During the panel discussion, the moderator, Ronald Kasner, CFO of iCIMS, asked Cisco’s Hans Hwang what else besides the growing tax incentives could New Jersey do to keep tech companies here and attract other tech companies to the state. Cisco employs about 600 people in New Jersey, with a large group in Iselin.

 “When tech companies like Cisco look for where to source talent and locate campuses, it’s all about how easy it is to get access to the engineering talent they need,” he responded. That’s where having relationships with universities and the chance to recruit the talent coming out of those universities are the key differentiators.

He also noted that, when Cisco moves in, competitors and companies in Cisco’s ecosystem tend to collocate in the area. However, if you look at those areas, he said, “they all share access to universities that graduate technical talent that Cisco can get access to.”

Monmouth University’s Jamie Kretsch, specialist professor and department chair, Department of Computer Science and Software Engineering, said that the relationship between industry and universities has to be symbiotic.

“Industry can’t manage if we’re not graduating the students to come out and do their jobs successfully,” but the universities need the businesses to work with the students and “give them opportunities for internships.” About the students, she said, “They need to know what it’s like in the workforce … what skills are to be expected of them, even proper behavior in a business.” She also wants businesses to come in and mentor students and give talks on new technologies.

Monmouth University, which is located in West Long Branch, has established an advisory board for the Computer Science and Software Engineering Department.
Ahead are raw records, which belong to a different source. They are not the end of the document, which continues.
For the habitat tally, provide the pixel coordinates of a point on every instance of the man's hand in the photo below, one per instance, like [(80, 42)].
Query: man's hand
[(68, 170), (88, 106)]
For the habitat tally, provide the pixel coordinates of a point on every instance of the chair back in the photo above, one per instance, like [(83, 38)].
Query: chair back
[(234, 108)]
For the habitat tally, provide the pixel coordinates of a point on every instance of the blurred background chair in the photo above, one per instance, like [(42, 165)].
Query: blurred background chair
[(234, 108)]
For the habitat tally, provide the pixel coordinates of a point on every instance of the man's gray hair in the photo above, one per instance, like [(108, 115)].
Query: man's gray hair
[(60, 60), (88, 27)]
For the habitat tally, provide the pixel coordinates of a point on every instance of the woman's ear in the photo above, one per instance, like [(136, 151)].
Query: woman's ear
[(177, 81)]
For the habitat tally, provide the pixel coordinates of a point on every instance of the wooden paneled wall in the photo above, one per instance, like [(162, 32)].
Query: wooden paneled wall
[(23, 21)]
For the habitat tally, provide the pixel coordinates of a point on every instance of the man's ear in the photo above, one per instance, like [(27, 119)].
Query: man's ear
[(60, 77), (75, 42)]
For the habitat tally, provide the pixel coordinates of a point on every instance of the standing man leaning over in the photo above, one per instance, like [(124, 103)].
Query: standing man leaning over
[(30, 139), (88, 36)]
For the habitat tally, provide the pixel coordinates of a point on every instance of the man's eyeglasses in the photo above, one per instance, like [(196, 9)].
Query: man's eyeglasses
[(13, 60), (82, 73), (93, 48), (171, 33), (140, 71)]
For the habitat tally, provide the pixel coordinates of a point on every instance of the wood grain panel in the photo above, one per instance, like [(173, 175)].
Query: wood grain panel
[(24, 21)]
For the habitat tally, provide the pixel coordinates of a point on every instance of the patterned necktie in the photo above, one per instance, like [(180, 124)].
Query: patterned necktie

That board helps the department  make sure that it’s meeting its objectives regarding certifications and is providing the students with exposure to companies. “I’m also trying to increase the hiring of adjuncts from businesses … I want experts in your field to come in and work with the students,” said Kretsch.

Asked what NJIT (Newark) is doing to increase the number and caliber of the students coming out of that institution, Gale Tenen Spak, associate vice president of continuing and distance education,  told the group about NJIT’s many courses and certificates, and about its Ph.D. programs.

She described the senior capstone program in computer science. Every year, seven companies get to bid on a team of NJIT students to work on solving their real-world IT problems. She also explained that, as a member of the Association of Public and Land-grant Universities, NJIT has started to benchmark how it’s working with companies in their own environments.

Forsyth said that he was looking for folks who could cooperate with DefinedLogic, and that a key differentiator of the employees who “make it” at his company is the ability to “come together, collaborate and create technological solutions that move companies forward.”

He added that DefinedLogic is doing something unique among tech companies in New Jersey. “Over the summer, we brought together a group of students from The College of New Jersey  (Ewing) and Monmouth University” to work with company staff, in an effort  called “Studio Red Bank.”

 “You can call it an accelerator or incubator, but there is something different about it,” he said. “It is a full give-back model. We aren’t looking for equity. We’re just helping aspiring entrepreneurs take an idea from nowhere essentially and be in a situation where they can present it via Shark Tank or something similar.” Forsyth added that the idea had taken off and that so far 20 student entrepreneurs  have applied for a future session.